TOON — Token-Optimized Responses
Prerequisites
Install MCP Fusion before following this recipe: npm install @vinkius-core/mcp-fusion @modelcontextprotocol/sdk zod — or scaffold a project with npx fusion create.
- Introduction
- toonSuccess() — Response-Level Encoding
- .toonDescription() — Description Compression
- When to Use
Introduction
JSON is verbose. For tabular data — user lists, invoice rows, log entries — individual field names repeat on every row: {"id":"1","name":"Alice","email":"alice@co"}, {"id":"2","name":"Bob","email":"bob@co"}. Those repeated keys waste tokens.
TOON (Token-Oriented Object Notation) replaces JSON structure with pipe-delimited tabular data. The savings are significant: ~40-50% fewer tokens for arrays of uniform objects. The LLM parses pipe-delimited data just as accurately as JSON — it's the same format used in markdown tables, which LLMs see constantly in training data.

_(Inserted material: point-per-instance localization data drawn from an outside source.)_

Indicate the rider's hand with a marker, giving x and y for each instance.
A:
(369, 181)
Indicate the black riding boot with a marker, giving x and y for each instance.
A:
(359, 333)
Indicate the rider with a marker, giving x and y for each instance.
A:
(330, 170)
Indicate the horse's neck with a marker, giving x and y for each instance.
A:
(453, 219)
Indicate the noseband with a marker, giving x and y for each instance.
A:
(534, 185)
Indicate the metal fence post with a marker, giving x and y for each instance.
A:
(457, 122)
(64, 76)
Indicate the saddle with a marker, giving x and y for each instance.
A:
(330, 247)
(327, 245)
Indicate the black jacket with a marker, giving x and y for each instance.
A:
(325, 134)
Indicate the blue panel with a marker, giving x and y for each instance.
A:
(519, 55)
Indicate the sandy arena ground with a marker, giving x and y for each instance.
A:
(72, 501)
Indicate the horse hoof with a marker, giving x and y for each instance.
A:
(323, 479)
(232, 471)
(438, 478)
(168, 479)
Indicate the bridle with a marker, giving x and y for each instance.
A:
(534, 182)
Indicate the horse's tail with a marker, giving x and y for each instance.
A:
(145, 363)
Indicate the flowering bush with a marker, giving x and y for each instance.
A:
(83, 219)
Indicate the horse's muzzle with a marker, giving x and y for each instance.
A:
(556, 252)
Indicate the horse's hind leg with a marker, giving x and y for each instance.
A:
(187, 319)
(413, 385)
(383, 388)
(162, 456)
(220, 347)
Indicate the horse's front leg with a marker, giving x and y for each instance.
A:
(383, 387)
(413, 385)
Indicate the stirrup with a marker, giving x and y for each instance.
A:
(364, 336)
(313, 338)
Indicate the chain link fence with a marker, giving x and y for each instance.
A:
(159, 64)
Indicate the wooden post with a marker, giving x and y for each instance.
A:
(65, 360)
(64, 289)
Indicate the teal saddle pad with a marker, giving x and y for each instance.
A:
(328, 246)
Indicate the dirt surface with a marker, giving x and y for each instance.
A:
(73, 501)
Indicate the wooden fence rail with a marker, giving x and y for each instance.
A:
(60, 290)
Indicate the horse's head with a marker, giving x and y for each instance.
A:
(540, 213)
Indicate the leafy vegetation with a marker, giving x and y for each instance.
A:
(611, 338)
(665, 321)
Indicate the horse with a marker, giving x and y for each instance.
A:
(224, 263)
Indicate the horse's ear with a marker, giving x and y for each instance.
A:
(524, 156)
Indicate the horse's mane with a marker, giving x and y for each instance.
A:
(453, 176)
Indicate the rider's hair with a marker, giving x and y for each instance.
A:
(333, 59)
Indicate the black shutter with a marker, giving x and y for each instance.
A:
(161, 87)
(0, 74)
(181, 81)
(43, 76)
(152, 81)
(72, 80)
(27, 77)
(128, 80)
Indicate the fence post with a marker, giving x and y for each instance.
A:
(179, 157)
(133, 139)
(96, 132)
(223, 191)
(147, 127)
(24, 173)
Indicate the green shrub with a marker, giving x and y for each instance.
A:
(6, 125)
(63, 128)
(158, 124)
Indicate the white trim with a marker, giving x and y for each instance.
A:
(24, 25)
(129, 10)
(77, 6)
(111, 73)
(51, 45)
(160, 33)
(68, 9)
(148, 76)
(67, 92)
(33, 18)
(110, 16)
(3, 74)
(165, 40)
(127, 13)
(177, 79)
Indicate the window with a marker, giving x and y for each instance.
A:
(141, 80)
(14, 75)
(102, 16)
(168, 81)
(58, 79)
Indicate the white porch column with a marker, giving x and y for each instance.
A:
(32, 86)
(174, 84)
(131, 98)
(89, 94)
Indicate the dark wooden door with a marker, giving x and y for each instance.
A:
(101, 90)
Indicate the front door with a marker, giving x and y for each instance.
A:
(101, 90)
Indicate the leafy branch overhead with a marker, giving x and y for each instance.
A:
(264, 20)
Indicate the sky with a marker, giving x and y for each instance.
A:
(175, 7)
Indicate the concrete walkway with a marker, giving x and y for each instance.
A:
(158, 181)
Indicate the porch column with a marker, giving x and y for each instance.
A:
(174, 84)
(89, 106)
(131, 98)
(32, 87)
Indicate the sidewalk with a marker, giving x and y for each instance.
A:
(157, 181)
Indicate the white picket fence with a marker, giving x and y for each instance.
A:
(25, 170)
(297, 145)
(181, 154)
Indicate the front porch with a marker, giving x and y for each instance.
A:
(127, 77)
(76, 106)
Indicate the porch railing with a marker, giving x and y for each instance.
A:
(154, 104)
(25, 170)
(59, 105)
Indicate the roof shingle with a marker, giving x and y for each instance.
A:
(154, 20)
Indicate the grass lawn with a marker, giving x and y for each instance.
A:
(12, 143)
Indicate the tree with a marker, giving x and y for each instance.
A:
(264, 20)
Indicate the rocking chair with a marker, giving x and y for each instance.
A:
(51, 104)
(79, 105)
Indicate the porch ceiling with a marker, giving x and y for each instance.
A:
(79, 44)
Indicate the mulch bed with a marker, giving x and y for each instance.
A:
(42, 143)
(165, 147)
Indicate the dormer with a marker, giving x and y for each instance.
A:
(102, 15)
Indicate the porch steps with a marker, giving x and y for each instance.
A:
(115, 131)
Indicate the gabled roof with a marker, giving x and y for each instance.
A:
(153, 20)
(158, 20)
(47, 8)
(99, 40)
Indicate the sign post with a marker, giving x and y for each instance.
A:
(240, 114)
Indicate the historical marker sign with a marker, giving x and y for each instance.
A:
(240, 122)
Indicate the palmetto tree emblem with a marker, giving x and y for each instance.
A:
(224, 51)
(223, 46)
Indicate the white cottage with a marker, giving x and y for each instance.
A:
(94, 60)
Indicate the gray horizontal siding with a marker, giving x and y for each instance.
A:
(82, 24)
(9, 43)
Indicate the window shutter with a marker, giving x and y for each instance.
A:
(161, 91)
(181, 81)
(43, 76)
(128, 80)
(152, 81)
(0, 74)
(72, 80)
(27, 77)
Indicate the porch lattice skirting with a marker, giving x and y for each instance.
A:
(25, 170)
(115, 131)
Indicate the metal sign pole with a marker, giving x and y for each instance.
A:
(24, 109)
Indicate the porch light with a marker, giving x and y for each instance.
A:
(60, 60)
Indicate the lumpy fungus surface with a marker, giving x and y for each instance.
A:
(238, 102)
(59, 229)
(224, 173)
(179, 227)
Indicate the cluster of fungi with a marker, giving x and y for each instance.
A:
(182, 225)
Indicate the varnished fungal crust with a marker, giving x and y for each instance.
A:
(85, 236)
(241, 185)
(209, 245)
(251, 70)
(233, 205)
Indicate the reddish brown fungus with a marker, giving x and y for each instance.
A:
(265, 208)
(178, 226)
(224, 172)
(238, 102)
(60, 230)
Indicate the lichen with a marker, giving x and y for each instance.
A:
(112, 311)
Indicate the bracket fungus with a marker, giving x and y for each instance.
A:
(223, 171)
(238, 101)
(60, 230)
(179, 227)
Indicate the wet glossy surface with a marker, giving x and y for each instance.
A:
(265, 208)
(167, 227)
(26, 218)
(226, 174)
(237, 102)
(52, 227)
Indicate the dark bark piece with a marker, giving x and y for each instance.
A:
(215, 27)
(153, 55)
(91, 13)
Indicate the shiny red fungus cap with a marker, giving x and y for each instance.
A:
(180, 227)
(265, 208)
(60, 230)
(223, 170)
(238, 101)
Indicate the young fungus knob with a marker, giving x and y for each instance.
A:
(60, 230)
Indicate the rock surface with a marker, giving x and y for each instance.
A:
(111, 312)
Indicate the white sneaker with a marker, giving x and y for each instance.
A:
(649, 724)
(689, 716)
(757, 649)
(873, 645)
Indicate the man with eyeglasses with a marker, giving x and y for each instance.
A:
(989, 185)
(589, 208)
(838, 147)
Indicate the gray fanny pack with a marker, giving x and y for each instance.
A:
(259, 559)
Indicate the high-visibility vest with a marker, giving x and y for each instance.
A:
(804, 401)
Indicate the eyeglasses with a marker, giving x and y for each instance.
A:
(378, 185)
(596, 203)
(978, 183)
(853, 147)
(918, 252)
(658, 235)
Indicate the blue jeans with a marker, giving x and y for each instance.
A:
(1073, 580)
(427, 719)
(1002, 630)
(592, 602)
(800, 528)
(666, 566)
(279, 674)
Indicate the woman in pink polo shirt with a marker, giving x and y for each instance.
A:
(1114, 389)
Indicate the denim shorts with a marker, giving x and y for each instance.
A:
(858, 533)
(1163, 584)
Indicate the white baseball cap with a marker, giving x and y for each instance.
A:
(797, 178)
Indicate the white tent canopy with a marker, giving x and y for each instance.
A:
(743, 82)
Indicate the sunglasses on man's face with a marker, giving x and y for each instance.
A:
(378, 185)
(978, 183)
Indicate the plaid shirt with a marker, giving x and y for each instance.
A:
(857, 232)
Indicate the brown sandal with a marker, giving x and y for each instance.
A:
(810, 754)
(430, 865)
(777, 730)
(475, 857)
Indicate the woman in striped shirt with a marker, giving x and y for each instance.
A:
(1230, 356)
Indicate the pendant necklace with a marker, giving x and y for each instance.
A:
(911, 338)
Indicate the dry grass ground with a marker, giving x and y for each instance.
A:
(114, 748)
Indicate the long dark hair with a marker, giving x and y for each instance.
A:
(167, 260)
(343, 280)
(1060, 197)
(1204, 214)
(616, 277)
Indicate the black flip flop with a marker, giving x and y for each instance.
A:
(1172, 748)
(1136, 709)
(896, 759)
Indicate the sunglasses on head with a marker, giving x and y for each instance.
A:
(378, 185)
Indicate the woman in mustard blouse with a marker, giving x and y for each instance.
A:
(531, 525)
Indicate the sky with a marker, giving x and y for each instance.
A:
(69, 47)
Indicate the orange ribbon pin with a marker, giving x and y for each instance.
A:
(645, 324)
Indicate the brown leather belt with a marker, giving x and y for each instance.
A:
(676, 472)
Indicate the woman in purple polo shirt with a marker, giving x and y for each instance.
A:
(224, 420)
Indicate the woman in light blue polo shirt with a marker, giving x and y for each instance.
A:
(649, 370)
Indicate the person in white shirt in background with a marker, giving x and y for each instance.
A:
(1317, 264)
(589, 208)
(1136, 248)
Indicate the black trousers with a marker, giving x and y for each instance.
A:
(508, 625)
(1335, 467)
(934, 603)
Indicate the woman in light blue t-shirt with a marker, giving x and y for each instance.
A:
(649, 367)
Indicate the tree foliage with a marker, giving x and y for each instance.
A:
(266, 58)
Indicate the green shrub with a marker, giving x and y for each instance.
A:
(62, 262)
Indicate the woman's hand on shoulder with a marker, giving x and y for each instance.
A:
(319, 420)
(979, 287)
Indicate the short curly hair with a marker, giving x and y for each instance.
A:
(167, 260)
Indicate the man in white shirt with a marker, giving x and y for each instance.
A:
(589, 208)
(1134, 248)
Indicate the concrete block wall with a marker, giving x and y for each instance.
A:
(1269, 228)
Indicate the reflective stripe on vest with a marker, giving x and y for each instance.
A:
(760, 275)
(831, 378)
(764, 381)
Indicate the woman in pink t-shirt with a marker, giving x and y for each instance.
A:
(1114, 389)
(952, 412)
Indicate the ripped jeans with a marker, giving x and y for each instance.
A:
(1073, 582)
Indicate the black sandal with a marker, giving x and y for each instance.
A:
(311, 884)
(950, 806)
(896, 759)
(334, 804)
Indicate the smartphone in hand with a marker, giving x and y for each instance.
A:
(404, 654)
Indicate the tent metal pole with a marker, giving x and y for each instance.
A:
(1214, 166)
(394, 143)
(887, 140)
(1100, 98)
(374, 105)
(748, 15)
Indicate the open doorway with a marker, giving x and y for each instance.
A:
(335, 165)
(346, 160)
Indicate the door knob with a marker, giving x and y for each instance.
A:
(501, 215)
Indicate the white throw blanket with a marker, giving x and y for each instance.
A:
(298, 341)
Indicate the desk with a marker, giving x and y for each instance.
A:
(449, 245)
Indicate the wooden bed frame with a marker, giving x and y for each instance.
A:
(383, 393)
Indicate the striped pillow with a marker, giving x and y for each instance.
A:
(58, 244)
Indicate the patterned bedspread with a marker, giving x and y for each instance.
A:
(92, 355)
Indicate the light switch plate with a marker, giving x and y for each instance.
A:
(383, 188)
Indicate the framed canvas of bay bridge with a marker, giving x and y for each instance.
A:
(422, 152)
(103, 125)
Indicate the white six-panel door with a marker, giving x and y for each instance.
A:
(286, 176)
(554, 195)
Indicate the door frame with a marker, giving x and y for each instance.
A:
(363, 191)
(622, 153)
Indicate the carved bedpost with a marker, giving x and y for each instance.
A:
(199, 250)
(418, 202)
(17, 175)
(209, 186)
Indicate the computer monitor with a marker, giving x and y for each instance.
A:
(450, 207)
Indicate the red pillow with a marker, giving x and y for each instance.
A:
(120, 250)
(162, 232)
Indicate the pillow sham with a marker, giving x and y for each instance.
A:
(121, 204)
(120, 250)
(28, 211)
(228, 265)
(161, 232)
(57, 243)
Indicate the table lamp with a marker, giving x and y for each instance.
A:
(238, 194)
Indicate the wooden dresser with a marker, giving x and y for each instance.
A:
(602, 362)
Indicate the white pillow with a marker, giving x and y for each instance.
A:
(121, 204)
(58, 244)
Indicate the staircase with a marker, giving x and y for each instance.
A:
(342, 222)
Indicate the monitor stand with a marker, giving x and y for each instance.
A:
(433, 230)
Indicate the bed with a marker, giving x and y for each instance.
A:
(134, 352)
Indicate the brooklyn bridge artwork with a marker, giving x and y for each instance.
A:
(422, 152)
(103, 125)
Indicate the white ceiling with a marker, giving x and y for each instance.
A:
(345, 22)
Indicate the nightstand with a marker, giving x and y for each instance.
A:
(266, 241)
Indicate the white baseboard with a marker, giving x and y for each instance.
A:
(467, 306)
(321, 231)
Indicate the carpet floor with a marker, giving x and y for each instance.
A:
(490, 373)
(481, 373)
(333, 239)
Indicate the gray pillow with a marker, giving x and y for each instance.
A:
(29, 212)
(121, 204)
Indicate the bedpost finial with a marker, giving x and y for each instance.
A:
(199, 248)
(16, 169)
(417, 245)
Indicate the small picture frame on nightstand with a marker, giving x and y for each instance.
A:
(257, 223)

toonSuccess() — Response-Level Encoding
Replace success(data) with toonSuccess(data) to encode the response as TOON:
import { initFusion, toonSuccess } from '@vinkius-core/mcp-fusion';
const f = initFusion<AppContext>();
export const listUsers = f.query('users.list')
.describe('List all users')
.handle(async (input, ctx) => {
const users = await ctx.db.users.findMany();
return toonSuccess(users);
});JSON output (~120 tokens):
[
{"id": "1", "name": "Alice", "email": "alice@acme.co", "role": "admin"},
{"id": "2", "name": "Bob", "email": "bob@acme.co", "role": "member"},
{"id": "3", "name": "Carol", "email": "carol@acme.co", "role": "viewer"}
]TOON output (~65 tokens):
id|name|email|role
1|Alice|alice@acme.co|admin
2|Bob|bob@acme.co|member
3|Carol|carol@acme.co|viewerSame data. Half the tokens. The LLM reads it perfectly.
.toonDescription() — Description Compression
When your tool has many actions and the description consumes too many tokens in tools/list, use .toonDescription() to TOON-encode the metadata itself:
import { createTool, success } from '@vinkius-core/mcp-fusion';
import { z } from 'zod';
const api = createTool<AppContext>('api')
.description('Full platform API with 50+ actions')
.toonDescription()
.action({ name: 'users.list', readOnly: true, schema: z.object({}), handler: listUsers })
.action({ name: 'users.get', readOnly: true, schema: z.object({ id: z.string() }), handler: getUser })
// ... 48 more actions
;The tool description in tools/list is compressed from verbose JSON annotations to a pipe-delimited table of action names, parameters, and flags.
When to Use
| Scenario | Technique | Savings |
|---|---|---|
| Arrays of uniform objects | toonSuccess(data) | ~40-50% tokens |
| Tool with 20+ actions | .toonDescription() | ~30-40% description tokens |
| Single object / mixed types | success(data) (default) | No savings needed |
| Small response (< 10 items) | success(data) (default) | Negligible savings |
TIP
toonSuccess() works best with arrays of flat, uniform objects (all rows have the same keys). For nested objects or mixed-type arrays, stick with success().